Ces valeurs humaines universelles se rencontrent aussi dans les véritables traditions ancestrales fondamentales (Bouddhisme, Christianisme, Taoïsme, etc.).

Si la pratique du Tai Chi Chuan peut être une voie, elle ne doit pas forcément et obligatoirement suivre la voie du Taoïsme.

L’éclairage des valeurs humaines universelles suffit à sa pratique.

La voie du Tao, comme les autres voies,  ne tient pas compte des intérêts égocentriques des pratiquants.

C’est un chemin simple, émaillé d'acceptation et transformation de soi.

Dans le silence, dans l’humilité, dans l’écoute profonde de soi.

La pratique du Tai Chi Chuan ne fait pas exception aux travers rencontrés dans la plupart des activités humaines, où les attitudes des êtres humains ont une tendance trop souvent motivée par leurs vues étriquées, par leurs intérêts ou /et par leur inertie égocentriques.

L’enseignant se doit de suivre les règles de conduite propres à l’exercice de ses responsabilités d’enseignant (honnêteté, probité, rectitude, droiture, intégrité, transparence, équité, respect des personnes, poser correctement les limites, etc.).
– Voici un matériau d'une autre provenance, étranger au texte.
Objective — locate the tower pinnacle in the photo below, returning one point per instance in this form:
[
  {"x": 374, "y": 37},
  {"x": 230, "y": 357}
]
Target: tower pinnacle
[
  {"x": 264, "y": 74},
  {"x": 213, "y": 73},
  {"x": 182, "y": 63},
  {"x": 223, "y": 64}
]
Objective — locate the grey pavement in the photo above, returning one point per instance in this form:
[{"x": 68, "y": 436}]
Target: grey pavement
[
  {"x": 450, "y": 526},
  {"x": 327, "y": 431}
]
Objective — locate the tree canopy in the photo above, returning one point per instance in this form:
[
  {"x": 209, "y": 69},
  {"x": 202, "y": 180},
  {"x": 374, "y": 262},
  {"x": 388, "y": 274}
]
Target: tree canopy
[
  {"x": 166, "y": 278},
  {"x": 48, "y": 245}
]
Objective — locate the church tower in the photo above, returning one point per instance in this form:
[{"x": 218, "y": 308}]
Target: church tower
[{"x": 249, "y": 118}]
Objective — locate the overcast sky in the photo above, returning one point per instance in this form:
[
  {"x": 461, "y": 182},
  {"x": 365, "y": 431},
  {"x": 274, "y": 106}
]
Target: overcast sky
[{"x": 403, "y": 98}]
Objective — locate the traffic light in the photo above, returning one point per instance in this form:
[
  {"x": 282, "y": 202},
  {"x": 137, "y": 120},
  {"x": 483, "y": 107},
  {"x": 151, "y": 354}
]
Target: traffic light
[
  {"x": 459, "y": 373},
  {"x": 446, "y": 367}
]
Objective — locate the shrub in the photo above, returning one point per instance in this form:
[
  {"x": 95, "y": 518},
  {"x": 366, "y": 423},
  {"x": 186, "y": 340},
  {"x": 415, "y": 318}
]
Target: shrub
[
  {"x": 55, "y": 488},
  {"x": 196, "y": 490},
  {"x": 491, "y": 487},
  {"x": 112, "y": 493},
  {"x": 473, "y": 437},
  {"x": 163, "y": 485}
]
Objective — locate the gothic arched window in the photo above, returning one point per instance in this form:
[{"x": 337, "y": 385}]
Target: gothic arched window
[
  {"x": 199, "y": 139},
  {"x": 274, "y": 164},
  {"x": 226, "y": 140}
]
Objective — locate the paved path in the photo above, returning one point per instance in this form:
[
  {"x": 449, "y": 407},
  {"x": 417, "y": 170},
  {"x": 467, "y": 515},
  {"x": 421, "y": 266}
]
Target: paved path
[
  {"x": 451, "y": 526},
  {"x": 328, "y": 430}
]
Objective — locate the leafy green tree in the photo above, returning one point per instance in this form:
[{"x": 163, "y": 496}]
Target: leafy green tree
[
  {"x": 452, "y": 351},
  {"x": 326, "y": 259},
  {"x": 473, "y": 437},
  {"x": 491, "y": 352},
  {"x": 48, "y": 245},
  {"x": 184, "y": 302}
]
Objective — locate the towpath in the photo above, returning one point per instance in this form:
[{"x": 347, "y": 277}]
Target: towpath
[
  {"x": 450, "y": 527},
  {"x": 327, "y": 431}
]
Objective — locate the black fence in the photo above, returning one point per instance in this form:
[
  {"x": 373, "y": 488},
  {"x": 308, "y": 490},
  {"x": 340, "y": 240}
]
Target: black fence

Soyons circonspect vis-à-vis de personnes qui se prétendent ou se présentent comme "experts" !
Un expert doit d’abord être une personne à l’écoute de l’autre, notamment par son humilité et par son ouverture de cœur et pas uniquement par l’accumulation de son savoir. Il doit pouvoir (ré)-agir en sachant le cas échéant se mettre de côté, dans l’intérêt de celui ou de celle qui l’aborde.

Un expert, ou un maître - dans le sens noble du mot - transmet ses enseignements par la tradition profonde, par ses expériences.

Par son charisme, il doit pouvoir transmettre à l’enseigné ce qui permettra à ce dernier de faire évoluer son état de conscience.

De tels enseignements ne peuvent être inventés !

Mais tant que nous ne nous libérons pas de l’idéalisation d’un maître, d’un pseudo-maître ou même d’un professeur, nous suivons aveuglément, plutôt que de faire face à nous-même. En cette attitude, nous n’existons pas.

Faire face à nous-même, c’est se donner la possibilité, au travers de cette ouverture à notre intérieur, de laisser émerger ce qui doit l’être, afin d’apprendre à discerner les valeurs qui passent réellement dans la pratique du Tai Chi, et de s’affranchir de ces idéalisations-illusions qui nous enchaînent. C’est ainsi que l’on découvre la véritable, profonde valeur et signification de l’énergie (Qi).

On ne se retrouve donc pas par hasard dans une école de Tai Chi.

Ce sera un passage où l’on a quelque chose à vivre, où l’on doit faire ses expériences...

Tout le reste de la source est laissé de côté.